# 1971 ford 3000



## Darryl Townson (Oct 30, 2020)

*Tachometer Drive Adapter Assembly*
Good evening All. I am needing some information. I seen today that there is a Tachometer drive adapter assembly for a lot of the older ford tractors except one for my ford 3000. Has any one put one of the tachometer drive adaptors from another model? I was sent here with a story about a ford 3600. Will someone tell me what part I can buy and make my Ford 3000 rpm meter work it has already been converted with a alternator. I figure they just unhooked it and I would like it to work but don't have a way of driving the tach. Thanks for your help.


----------



## HarveyW (Sep 15, 2014)

Hello Darryl, welcome to the forum.

Here's a picture of an alternator with tach drive that fits a Ford 3000 tractor. Source Yesterday's Tractors. Price $108.








The is a 12 volt 63 amp alternator. It is internally regulated and comes with fan and pulley. This alternator can be used to replace original generator. Additional brackets and hardware may be needed. See kit 6X10300ALTH. Used on Ford Tractors 1965 and later. Use part number ADR9209 to make this a single wire self exciting alternator (not included).
Part No: ADR0382
$*108.27*
__________________________________________________________

Here's a picture of an attachment for a Delco style alternator that will give you a tach drive. One problem you may have is that your alternator pulley is the wrong size the tach reads wrong rpm. Source Complete Tractor. Price $46


----------



## Darryl Townson (Oct 30, 2020)

Thanks for your help. I will look into this.


----------



## Darryl Townson (Oct 30, 2020)

HarveyW Have you heard of anyone changing the pulley to get the correct RPM? The reason I'm asking I have just bought a new alternator and would like to try the adapter.


----------



## Fedup (Feb 25, 2014)

I doubt that adapter will work for you. The concept of tach drives on the back of the alternator is nothing new. The trouble is the alternator needs to be configured for it. At one time I think AC or Massey, possibly both, used a Delco alternator with that drive attached. The rear frame of the alternator was made to accept it, and the armature had a gear protruding through the rear bearing to drive it. Your alternator most likely has none of that.

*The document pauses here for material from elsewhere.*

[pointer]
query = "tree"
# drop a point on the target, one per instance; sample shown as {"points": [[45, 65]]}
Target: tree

On the other hand, the 3600(as mentioned in your earlier post) would be configured something like this

https://www.mycnhistore.com/us/en/n...-7700/cn/7E55B1CD-B8BF-E111-9FCE-005056875BD6

While most if not all parts for that are probably still available, it would require changing the cluster as well since the cable will rotate in reverse of what you have now. I doubt you would choose that route vs the replacement alternator with drive attached. I expect it would come with the right pulley installed. All those I've seen were complete and ready to go.


----------